Miércoles, 25 de marzo de 2026

Color: BLANCO

Primera Lectura: Is 7,10-14;8,10
Lectura del Profeta Isaías

En aquel tiempo, el Señor habló a Acaz: «Pide una señal al Señor, tu Dios: en lo hondo del abismo o en lo alto del cielo». Respondió Acaz: «No la pido, no quiero tentar al Señor». Entonces dijo Dios: «Escucha, casa de David: ¿No les basta cansar a los hombres, que cansan incluso a mi Dios? Pues el Señor, por su cuenta, les dará una señal: Miren: la virgen está encinta y da a luz un hijo, y le pondrá por nombre Emmanuel, que significa "Dios-con-nosotros".

Palabra de Dios

Salmo Responsorial: 39,7-8a.8b-9.10.11
R/. Aquí estoy, Señor, para hacer tu voluntad

Tú no quieres sacrificios ni ofrendas, y, en cambio, me abriste el oído; no pides sacrificio expiatorio, entonces yo digo: «Aquí estoy.» R/.
«Como está escrito en mi libro, para hacer tu voluntad.» Dios mío, lo quiero, y llevo tu ley en las entrañas. R/.
He proclamado tu salvación ante la gran asamblea, no he cerrado los labios, Señor, tú lo sabes. R/.
No me he guardado en el pecho tu defensa, he contado tu fidelidad y tu salvación, no he negado tu misericordia y tu lealtad ante la gran asamblea. R/.

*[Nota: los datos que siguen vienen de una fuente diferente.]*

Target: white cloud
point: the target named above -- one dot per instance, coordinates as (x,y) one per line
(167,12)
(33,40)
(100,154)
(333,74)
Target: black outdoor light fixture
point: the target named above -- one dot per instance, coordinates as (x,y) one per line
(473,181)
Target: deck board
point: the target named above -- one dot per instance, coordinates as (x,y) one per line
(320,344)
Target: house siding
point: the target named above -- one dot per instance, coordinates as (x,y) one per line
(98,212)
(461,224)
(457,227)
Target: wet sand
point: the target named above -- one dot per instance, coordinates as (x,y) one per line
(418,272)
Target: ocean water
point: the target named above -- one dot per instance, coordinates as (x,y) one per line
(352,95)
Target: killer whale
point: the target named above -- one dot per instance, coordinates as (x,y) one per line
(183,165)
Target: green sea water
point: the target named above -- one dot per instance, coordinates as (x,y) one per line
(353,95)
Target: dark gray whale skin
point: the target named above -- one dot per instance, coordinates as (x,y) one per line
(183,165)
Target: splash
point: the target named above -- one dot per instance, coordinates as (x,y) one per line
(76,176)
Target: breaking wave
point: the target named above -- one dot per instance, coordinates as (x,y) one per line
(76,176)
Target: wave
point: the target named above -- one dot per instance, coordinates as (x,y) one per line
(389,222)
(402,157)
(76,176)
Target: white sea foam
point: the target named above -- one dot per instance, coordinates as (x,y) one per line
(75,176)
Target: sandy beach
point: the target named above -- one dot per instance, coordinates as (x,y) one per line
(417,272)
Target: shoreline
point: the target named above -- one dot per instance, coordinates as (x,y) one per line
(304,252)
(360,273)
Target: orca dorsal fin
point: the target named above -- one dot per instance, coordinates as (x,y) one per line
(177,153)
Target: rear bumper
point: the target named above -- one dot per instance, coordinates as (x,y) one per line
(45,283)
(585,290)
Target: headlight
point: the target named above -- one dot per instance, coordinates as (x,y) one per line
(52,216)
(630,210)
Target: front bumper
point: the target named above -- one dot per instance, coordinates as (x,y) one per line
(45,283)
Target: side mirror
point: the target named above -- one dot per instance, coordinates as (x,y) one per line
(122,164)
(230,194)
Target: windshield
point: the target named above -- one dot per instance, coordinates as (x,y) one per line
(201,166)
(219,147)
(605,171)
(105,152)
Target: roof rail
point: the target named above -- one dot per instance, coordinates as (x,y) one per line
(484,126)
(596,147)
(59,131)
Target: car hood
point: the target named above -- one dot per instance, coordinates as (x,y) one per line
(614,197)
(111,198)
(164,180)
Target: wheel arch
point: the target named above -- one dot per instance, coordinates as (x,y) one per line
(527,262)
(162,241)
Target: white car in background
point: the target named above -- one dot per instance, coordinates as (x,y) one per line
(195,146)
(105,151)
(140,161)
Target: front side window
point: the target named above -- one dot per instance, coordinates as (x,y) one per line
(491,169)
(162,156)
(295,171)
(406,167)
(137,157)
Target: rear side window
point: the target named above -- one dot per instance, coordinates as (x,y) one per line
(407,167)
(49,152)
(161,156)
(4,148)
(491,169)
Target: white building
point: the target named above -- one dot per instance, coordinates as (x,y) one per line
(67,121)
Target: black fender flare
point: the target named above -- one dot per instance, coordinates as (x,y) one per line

Segunda lectura: Hb 10,4-10
Lectura de la Carta a los Hebreos

Hermanos: Es imposible que la sangre de los toros y de los machos cabríos quite los pecados. Por eso, cuando Cristo entró en el mundo dijo: «Tú no quieres sacrificios ni ofrendas, pero me has preparado un cuerpo; no aceptas holocaustos ni víctimas expiatorias. Entonces yo dije lo que está escrito en el libro: "Aquí estoy, oh Dios, para hacer tu voluntad."»
Primero dice: «No quieres ni aceptas sacrificios ni ofrendas, holocaustos ni víctimas expiatorias", que se ofrecen según la Ley. Después añade: "Aquí estoy yo para hacer tu voluntad."» Niega lo primero, para afirmar lo segundo. Y conforme a esa voluntad todos quedamos santificados por la oblación del cuerpo de Jesucristo, hecha una vez para siempre.

Palabra de Dios

Evangelio: Lc 1,26-38
Lectura del Santo Evangelio según San Lucas

A los seis meses, el ángel Gabriel fue enviado por Dios a una ciudad de Galilea llamada Nazaret, a una virgen desposada con un hombre llamado José, de la estirpe de David; la virgen se llamaba María. El ángel, entrando en su presencia, dijo: «Alégrate, llena de gracia, el Señor está contigo». Ella se turbó ante estas palabras y se preguntaba qué saludo era aquél.
El ángel le dijo: «No temas, María, porque has encontrado gracia ante Dios. Concebirás en tu vientre y darás a luz un hijo, y le pondrás por nombre Jesús. Será grande, se llamará Hijo del Altísimo, el Señor Dios le dará el trono de David, su padre, reinará sobre la casa de Jacob para siempre, y su reino no tendrá fin». Y María dijo al ángel: «¿Cómo será eso, pues no conozco a varón?»
El ángel le contestó: «El Espíritu Santo vendrá sobre ti, y la fuerza del Altísimo te cubrirá con su sombra; por eso el Santo que va a nacer se llamará Hijo de Dios. Ahí tienes a tu pariente Isabel, que, a pesar de su vejez, ha concebido un hijo, y ya está de seis meses la que llamaban estéril, porque para Dios nada hay imposible». María contestó: «Aquí está la esclava del Señor; hágase en mí según tu palabra». Y la dejó el ángel.

Palabra del Señor


“La virgen está encinta y da a luz un hijo”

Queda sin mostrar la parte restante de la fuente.